Пока Катечка накатывала им затёртые улицы... а горбуны на охотной террасе развлекались пустельгой ожиданий... а белобока-сорока, любительница блестящего, с треском натянув хвост-дудочку, уводила за собой играючи анютины глазки, полные блестящих видений... пока дятел нянчил красный парик с милостыней — собственной головой...

А чей-нибудь племянник, махнув орлом на котурны, множил свою натуру на хитоны и тоги с атласной каймой, на мундиры, визитки и фраки, и прочие подгузники, пеленая в них сокрушительные монологи — и, хохоча от скуки, превращался в бурю и срывал с себя те и эти свои тела, как пигмеев, обобщая в братских страницах с сабельными ранами по углам...

Nota-bene: альбом!..

А мамочка плыла на плакетке окошечка, чир-р, чурр, втягивая к себе тихоню Якова Первого — до пяти футов двух дюймов, а Последний — Яков, хрустя печеньем...
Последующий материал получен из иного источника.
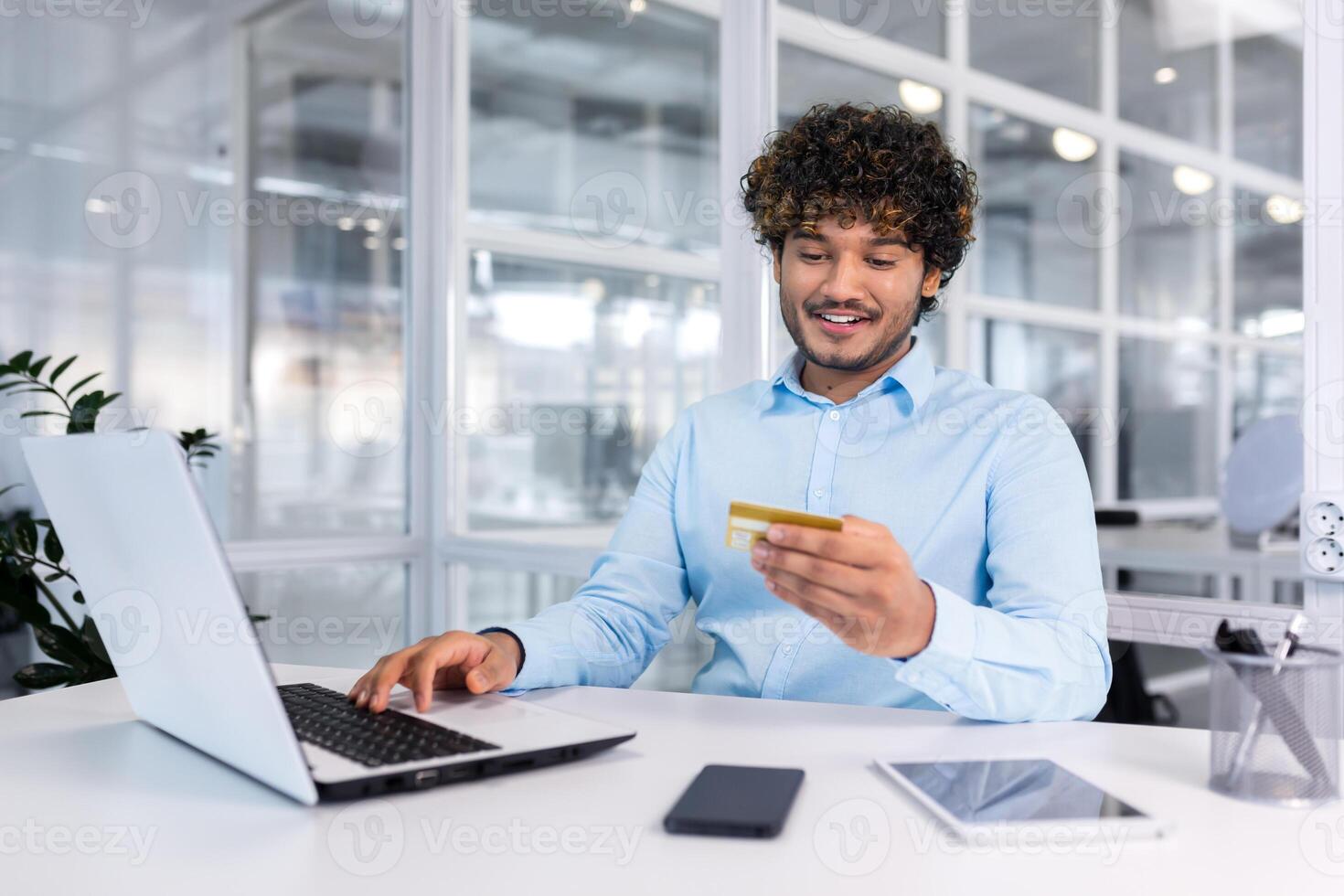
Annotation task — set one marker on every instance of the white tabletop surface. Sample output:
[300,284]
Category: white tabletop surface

Альбом, летящий (на воздушных поцелуях... на воздушных портретах?) — за сорокой и блестящими планами у неё на хвосте... зашкаленный — портретами, что посажены на альбом — в мундиры, где посеяны красные, как менялы-синонимы, ордена гвоздик и чешуйчатая медаль настурций и рассеян крестный ход жасмина...
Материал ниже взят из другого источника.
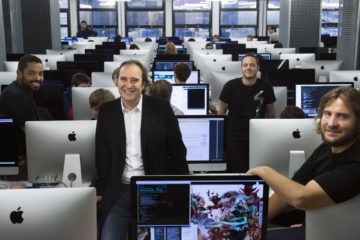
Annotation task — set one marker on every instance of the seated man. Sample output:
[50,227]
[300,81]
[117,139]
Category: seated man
[162,89]
[324,179]
[97,98]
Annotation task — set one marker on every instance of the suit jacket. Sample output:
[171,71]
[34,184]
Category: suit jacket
[163,150]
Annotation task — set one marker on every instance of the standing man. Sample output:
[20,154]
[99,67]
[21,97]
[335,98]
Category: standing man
[244,98]
[17,101]
[84,31]
[136,135]
[328,176]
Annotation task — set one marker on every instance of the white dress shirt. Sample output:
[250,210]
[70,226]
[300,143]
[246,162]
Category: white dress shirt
[134,163]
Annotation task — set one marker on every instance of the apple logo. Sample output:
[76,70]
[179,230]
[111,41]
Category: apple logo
[296,133]
[16,216]
[72,136]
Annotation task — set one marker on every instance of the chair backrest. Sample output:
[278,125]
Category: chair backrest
[340,221]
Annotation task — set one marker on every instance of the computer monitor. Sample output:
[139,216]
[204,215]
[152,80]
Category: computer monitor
[273,142]
[8,146]
[7,78]
[191,99]
[194,77]
[49,142]
[308,96]
[281,100]
[179,56]
[204,138]
[346,76]
[68,53]
[296,59]
[199,207]
[170,65]
[218,81]
[87,66]
[102,79]
[10,66]
[50,60]
[48,213]
[80,100]
[276,52]
[322,68]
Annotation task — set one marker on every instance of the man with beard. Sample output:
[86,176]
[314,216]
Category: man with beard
[328,176]
[17,100]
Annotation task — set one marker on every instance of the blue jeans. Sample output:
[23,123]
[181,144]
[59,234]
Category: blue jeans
[117,223]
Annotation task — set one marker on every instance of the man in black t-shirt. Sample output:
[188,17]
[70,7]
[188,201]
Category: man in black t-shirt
[244,98]
[328,176]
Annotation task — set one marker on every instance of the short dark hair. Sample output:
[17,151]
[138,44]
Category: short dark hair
[351,98]
[24,60]
[79,78]
[292,111]
[144,72]
[161,89]
[253,56]
[182,71]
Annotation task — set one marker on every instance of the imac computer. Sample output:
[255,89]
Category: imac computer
[50,60]
[80,100]
[346,76]
[191,99]
[102,79]
[54,147]
[281,100]
[296,59]
[204,138]
[276,52]
[7,78]
[308,96]
[10,66]
[170,65]
[322,68]
[194,77]
[8,147]
[48,213]
[276,142]
[68,53]
[197,207]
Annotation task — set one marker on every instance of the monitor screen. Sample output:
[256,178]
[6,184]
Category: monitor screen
[346,76]
[8,147]
[47,143]
[194,77]
[322,68]
[169,65]
[290,135]
[204,139]
[308,96]
[199,207]
[80,101]
[296,59]
[48,213]
[191,99]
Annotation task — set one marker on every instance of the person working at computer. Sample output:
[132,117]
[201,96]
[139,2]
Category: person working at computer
[17,100]
[136,134]
[162,89]
[328,176]
[85,31]
[244,98]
Да, пока перелетаем райскую пропасть цветов и поющих птиц, и хрустящего печенья, не назначить ли время (Час Сороки) — найти блеск в присутствующих вещах — или в их присутствии? Или их блистающую плоскость, нарастающую с каждым днем — и перехватить у великой равнины, как Яков Последний — у орла — перевод действительности в плоскость альбома.

И — как я — выжимает из альбома тётушек и дядюшек, засидевших его страницы, — мамочкиных сестер и братьев, и не видит нужды им там сидеть — да только и сидят!
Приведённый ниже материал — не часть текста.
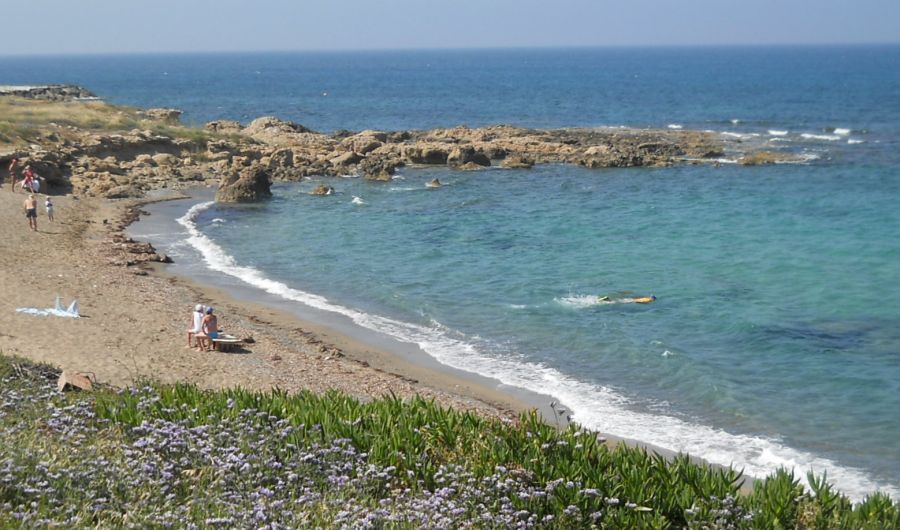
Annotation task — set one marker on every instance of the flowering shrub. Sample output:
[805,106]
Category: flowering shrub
[178,457]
Поначалу облепили тёплое польское местечко, прижались спинкой, поднялись, зарумянились, а с фасаду выплеснули манишки, гимназические фартучки и цукаты пуговиц на курточки, запалили гербы на вздыбленных фуражках, сами им — фураж, и запутались в занавесе зыбучих-сыпучих шуб. А один юный дядя — гарда усиков над клинком языка — выставил на плечо, как фонарь — эту клетку с канарейкой — календарь с тринадцатым годом.

А потом, потом... и подмигивают последнему — Якову, и меняются красивыми позами — помнишь, Соня, мамин кот? Соня, ау!.. Так вы угадали: потом — суп с котом. Отчего нам не посидеть хоть на фотографиях в ускользнувшем городе Белостоке? У нас здесь меньше фотографий, чем наших углов за угольную жизнь! А Белостока — меньше фотографий. А пора и честь знать, подмигнул Яков Последний. Высыпались австрийской картечью!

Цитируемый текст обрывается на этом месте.